Meet the Kiwi who’s owned FIFTY Ferraris

Grant Baker’s first car was a Ford Cortina … his current ride is a different horse. Actually, nine of them.

GRANT Baker is serial entrepreneur with a string of success stories.

You surely know of 42 Below vodka (sold to Bacardi in 2006 for $138 million) and perhaps have heard of skincare brand Trilogy (sold to CITIC Group, a state-owned investment company in China, in 2018 for $211 million). 

He’s also now running with another nice little earner, Turners Automotive Group. Yeah, where ‘Tina’ works.

He’s written a book about all that. Details below.

But that’s not why we’re having a wee chat.

Baker is also well-known for his love of fine motor vehicles, particularly those from the Emilia-Romagna region of Italy. 

Who hasn’t heard of Modena and Maranello?

Baker must be one of the few people on Ferrari’s Christmas card list who isn’t a precious resources baron. 

He’s seen red … by a factor of 50. With nine in current tenure. 

So as much as the 68 year-old’s memoir ‘No Pit Stops’, lends insight into his successes, set-backs and learnings from those business enterprises, this being a car website, you know what we wanted to bend his ear about.

MotoringNZ: What was the very first car you owned and what was the impetus for buying it?

Grant Baker: A Mk1 Cortina.  I was a big fan of Jim Clark who raced the Mk1 Lotus Cortina and wanted to be like him.

MNZ: What was the trigger for your interest in Ferrari? F1 fan, boyhood dream?

GB: I kind of graduated to Ferrari. I’d owned about 100 different cars before I bought my first Ferrari.  Once I drove a Ferrari on a test drive I didn’t really want anything else.  I really love them and have owned 50 in total. 

MNZ: When you realised you could afford a Ferrari, what was your first buy and when; was it a brand new car or pre-owned and do you still have it?

GB: I bought a 550 Maranello (as above), brand new in 1999.  I actually sold it after about four years, then bought it back and sold it again!

MNZ: How many Ferraris do you now own and where are they all kept?

GB: I own seven now - all of which I bought new, with two more on the way.  I keep them in the man cave.

MNZ: Is there a theme/pattern to your Ferrari purchase decisions?

GB: I buy lots of the new cars to drive regularly. But that also gives me access to the special editions, which I tend to hang on to.

MNZ: How do you treat your cars - daily drivers, track hacks, carefully cotton-wooled in a temperate-controlled lair with low mileages?

GB: Generally I’m the cotton wool guy but I have taken cars to Europe on Ferrari tours (as above) on 10 different occasions.  So they’ve all been driven as intended.

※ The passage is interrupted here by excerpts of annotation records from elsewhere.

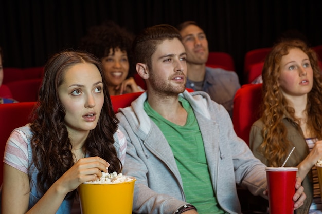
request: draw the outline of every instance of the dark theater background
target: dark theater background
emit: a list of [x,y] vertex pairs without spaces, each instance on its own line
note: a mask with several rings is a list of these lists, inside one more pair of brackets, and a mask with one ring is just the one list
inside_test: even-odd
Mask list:
[[194,20],[210,51],[232,56],[242,84],[246,52],[271,46],[285,31],[296,29],[311,46],[321,45],[321,11],[319,0],[0,0],[0,46],[4,67],[42,66],[51,54],[77,49],[88,28],[106,20],[135,34]]

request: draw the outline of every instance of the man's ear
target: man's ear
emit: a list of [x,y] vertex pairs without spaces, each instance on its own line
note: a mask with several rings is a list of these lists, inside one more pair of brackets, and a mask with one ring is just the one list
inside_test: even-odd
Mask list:
[[137,73],[144,79],[149,78],[149,72],[147,64],[144,63],[138,63],[135,66]]

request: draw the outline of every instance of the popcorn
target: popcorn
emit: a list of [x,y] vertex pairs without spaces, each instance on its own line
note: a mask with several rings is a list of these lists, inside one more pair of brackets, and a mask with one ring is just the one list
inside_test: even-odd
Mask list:
[[111,173],[102,172],[102,177],[99,179],[97,179],[95,181],[85,182],[84,183],[95,184],[114,184],[116,183],[122,183],[130,181],[132,180],[133,179],[131,178],[123,176],[121,173],[118,174],[116,171]]

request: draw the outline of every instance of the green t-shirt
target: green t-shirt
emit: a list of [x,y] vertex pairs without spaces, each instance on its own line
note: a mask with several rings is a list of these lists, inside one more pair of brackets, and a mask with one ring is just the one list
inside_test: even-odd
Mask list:
[[[189,102],[179,97],[188,113],[182,126],[165,119],[146,101],[144,110],[160,128],[171,148],[181,176],[187,202],[200,214],[224,213],[213,192],[199,126]],[[171,110],[171,109],[169,109]]]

MNZ: Do you dare tinker under the bonnet?

GB: No.

MNZ: What’s your most memorable positive Ferrari experience?

GB: Probably when I took my Enzo to Tuscany for the Ferrari Cavalcade.  Five days with another 100 Ferraris and the then chairman of Ferrari, Luca de Montezemolo, in the car in front.

MNZ: Any nightmares?

GB: No, I’ve loved every minute of it and despite what people might say, all my cars have been very reliable.

MNZ: Ferrari has gone electric - are you a fan?

GB: I’m definitely a fan of the hybrids - they are so fast!!  I’ve yet to see what the full electric one is like.

MNZ: If you had one piece of advice to anyone buying a Ferrari for the first time, what would it be?

GB: My main advice? Just do it. You only live once. 

No Pit Stops is published by Mary Egan Publishing and comes out on May 20.